Italian Large Leaf Basil growing in a high tunnel on August 10th. This basil has had all the flowers clipped off of it twice a week for 4 weeks to get it to grow to this height. That is a huge amount of work. In 2020 we are growing a new variety called Everleaf which does not produce flowers that need to be clipped off. But how does it taste ? We will find when Sweet Basil goes into Farm Shares in July.

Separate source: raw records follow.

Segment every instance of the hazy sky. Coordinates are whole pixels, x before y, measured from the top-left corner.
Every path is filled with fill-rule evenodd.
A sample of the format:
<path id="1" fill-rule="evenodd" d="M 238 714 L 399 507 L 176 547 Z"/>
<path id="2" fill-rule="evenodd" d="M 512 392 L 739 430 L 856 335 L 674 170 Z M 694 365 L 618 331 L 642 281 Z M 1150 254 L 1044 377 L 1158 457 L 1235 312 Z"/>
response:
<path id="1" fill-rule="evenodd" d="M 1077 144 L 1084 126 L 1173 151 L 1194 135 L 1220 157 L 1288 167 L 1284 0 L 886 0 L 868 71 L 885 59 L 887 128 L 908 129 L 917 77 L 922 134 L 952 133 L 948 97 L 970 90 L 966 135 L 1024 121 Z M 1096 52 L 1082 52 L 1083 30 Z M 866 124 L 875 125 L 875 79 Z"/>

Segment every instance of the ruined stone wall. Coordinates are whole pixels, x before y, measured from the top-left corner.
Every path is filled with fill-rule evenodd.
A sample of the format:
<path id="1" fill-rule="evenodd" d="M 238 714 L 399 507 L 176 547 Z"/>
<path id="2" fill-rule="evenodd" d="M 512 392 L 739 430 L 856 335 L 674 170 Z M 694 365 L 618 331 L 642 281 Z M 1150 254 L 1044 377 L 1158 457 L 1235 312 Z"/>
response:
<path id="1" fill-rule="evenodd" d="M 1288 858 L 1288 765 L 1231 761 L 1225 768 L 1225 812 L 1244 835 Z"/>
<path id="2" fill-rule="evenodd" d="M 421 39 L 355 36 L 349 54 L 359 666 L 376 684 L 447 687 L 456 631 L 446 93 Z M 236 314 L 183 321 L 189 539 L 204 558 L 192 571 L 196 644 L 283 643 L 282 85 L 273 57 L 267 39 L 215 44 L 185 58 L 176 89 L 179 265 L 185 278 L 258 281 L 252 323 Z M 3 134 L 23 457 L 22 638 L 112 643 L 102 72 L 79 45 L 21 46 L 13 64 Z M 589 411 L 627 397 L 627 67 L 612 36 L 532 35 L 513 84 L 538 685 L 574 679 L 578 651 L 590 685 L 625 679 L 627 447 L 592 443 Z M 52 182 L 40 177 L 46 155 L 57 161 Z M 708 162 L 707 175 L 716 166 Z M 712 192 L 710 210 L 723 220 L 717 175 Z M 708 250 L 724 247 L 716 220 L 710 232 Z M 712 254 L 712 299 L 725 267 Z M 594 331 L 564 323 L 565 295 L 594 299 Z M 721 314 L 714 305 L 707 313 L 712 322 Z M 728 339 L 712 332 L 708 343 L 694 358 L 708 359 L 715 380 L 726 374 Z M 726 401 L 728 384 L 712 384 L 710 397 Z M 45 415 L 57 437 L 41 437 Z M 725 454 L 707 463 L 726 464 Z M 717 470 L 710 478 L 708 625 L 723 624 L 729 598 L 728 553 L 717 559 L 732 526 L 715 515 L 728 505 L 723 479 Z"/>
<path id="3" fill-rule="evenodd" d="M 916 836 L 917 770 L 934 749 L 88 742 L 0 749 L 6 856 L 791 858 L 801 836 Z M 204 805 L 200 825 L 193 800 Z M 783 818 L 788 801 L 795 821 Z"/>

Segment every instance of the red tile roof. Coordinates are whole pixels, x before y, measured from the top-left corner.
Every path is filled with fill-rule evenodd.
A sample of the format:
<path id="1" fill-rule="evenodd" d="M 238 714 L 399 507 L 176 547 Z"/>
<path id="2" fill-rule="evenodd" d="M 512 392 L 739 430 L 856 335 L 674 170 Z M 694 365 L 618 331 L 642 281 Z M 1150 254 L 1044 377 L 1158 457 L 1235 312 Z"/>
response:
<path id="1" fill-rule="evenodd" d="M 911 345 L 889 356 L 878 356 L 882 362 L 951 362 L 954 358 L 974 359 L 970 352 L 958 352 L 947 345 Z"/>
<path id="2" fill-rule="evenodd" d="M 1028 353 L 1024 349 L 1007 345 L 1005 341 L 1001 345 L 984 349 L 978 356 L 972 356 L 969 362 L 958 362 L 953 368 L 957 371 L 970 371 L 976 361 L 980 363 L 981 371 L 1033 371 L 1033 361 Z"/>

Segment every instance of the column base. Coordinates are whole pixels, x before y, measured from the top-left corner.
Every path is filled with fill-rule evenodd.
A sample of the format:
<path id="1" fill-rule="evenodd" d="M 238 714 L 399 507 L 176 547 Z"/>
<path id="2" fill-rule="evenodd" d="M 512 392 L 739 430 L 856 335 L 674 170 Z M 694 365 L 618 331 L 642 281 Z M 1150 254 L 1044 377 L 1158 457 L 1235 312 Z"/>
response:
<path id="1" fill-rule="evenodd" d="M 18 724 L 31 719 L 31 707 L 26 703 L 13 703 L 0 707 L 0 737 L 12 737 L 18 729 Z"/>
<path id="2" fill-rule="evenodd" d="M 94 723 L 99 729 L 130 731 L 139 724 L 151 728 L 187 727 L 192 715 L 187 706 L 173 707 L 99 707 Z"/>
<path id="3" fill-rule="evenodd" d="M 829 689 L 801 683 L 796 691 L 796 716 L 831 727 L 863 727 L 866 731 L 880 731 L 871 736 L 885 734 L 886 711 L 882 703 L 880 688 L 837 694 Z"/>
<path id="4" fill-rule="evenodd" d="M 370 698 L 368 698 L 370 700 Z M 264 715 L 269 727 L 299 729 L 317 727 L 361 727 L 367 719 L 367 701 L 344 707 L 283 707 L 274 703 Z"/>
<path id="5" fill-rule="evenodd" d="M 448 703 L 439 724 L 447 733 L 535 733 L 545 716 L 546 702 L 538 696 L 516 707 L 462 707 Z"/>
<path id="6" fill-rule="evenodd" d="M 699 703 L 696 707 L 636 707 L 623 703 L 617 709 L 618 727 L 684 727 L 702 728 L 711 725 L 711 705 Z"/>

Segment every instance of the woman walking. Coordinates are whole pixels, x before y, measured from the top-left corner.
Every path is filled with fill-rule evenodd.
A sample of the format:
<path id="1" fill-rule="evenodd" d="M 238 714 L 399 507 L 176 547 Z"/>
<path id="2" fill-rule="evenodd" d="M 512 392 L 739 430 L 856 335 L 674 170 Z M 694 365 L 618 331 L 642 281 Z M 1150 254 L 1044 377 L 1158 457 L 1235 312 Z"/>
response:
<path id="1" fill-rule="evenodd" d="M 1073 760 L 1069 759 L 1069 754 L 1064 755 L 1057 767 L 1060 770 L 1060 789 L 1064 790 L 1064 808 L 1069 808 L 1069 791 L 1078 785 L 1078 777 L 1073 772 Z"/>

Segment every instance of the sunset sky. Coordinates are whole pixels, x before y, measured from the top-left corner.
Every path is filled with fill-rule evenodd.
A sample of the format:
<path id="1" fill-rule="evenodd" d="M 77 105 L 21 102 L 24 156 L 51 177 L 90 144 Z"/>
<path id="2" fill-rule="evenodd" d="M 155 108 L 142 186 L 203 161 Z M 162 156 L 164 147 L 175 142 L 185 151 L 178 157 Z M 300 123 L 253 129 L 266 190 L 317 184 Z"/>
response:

Primary tillage at the Farm is done with a Chisel Plow followed by a tractor mounted Rototiller. We then create raised beds which are individually fertilized to match the crops being planted on them. Lettuce, Radishes, Turnips, Carrots, Asian Greens, and Squash require much less fertilizer than the heavy-feeding Onions, Potatoes, Tomatoes, Broccoli, and Sweet Corn. Two of our main fertilizers are Alfalfa Compost and New Mexico Humates.